School of Meteorology (Defense)

Variability of Tropical Cyclones in the Philippines

Irenea C.Lodangco
OU School of Meteorology

30 April 2014, 2:45 PM

National Weather Center, Room 2107
CIMMS Conference Room
120 David L. Boren Blvd.
University of Oklahoma
Norman, OK

The massive impacts of tropical cyclones (TCs) on the Philippines are well known. This study provides an improved understanding of TC activity in the country, allowing improved risk mitigation strategies that possibly can reduce the economic cost and fatalities from TCs. About 70% of tropical cyclones (TCs) in the western North Pacific affect the Philippine region, with an annual median of 18 TCs for 1945-2011. The Philippine region has no TC free months, and here the calendar year is partitioned into the less active (LAS) and more active (MAS) seasons. A unique aspect that arose from this study is the nature of the transition periods between the LAS and the MAS. Philippine TC activity is defined by a comprehensive range of median seasonal metrics, including: frequency, landfall, total days, earliest start/end dates, latest start/end dates, season lengths, genesis locations, and tracks.

Wavelet analysis reveals El Niño Southern Oscillation (ENSO) as the dominant global mode affecting Philippine TC activity.

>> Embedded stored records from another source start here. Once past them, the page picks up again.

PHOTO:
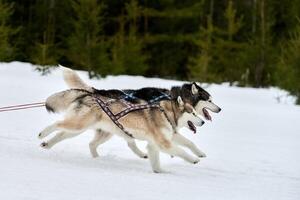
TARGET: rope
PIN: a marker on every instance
(22, 106)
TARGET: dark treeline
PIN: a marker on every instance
(245, 42)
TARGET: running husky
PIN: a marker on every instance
(153, 125)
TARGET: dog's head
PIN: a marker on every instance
(188, 116)
(200, 99)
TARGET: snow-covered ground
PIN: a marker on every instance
(253, 148)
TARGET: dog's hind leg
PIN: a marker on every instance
(153, 154)
(48, 130)
(132, 145)
(100, 138)
(57, 138)
(174, 150)
(181, 140)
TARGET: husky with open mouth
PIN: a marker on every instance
(157, 126)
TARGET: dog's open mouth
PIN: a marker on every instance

The impacts of ENSO depend on the season, the ENSO phase, and on the intensity of the TCs. Significant change in the median seasonal metrics is observed as different ENSO phases influence the region.

In this study, the clustering was implemented according to the TC genesis locations, decay locations, and tracks. The classification of TC genesis locations has captured the longitudinal separation of cyclogenesis regions. The formation region east of the Philippines (west of 140°E) is the most active, with 398 genesis points. TCs in the domain also exhibit distinct decay locations. The most prevalent area of dissipation is the cluster over Southeast Asia, with 352 decay points. Clustering the TC tracks has identified various track types by separating them into discrete numbers of patterns. Short, straight west-northwestward tracks heading towards Indochina have the highest density of trajectories, with 248 TCs.

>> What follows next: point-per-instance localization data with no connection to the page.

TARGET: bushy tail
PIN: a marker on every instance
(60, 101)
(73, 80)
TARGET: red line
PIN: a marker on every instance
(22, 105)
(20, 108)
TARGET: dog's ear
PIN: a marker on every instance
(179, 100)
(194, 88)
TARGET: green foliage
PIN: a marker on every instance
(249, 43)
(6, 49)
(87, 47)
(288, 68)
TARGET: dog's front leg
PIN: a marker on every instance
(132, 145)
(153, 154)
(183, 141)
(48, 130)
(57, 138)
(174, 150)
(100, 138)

To investigate the spatial and temporal behavior of Philippine TCs, monthly analyses of each cluster was carried out to show which cluster of genesis, decay, and tracks is most dominant during a specific month, which is a potentially useful forecast tool. The locations of TC formation determine the subsequent decay locations and TC paths. Once a TC is identified as belonging to one of the genesis clusters, the probable location of decay (including landfall location) along with the distinct trajectory type can be used as a forecasting guide. The monthly distribution of genesis, decay, and tracks also determines the variability in the seasonal cycles between clusters.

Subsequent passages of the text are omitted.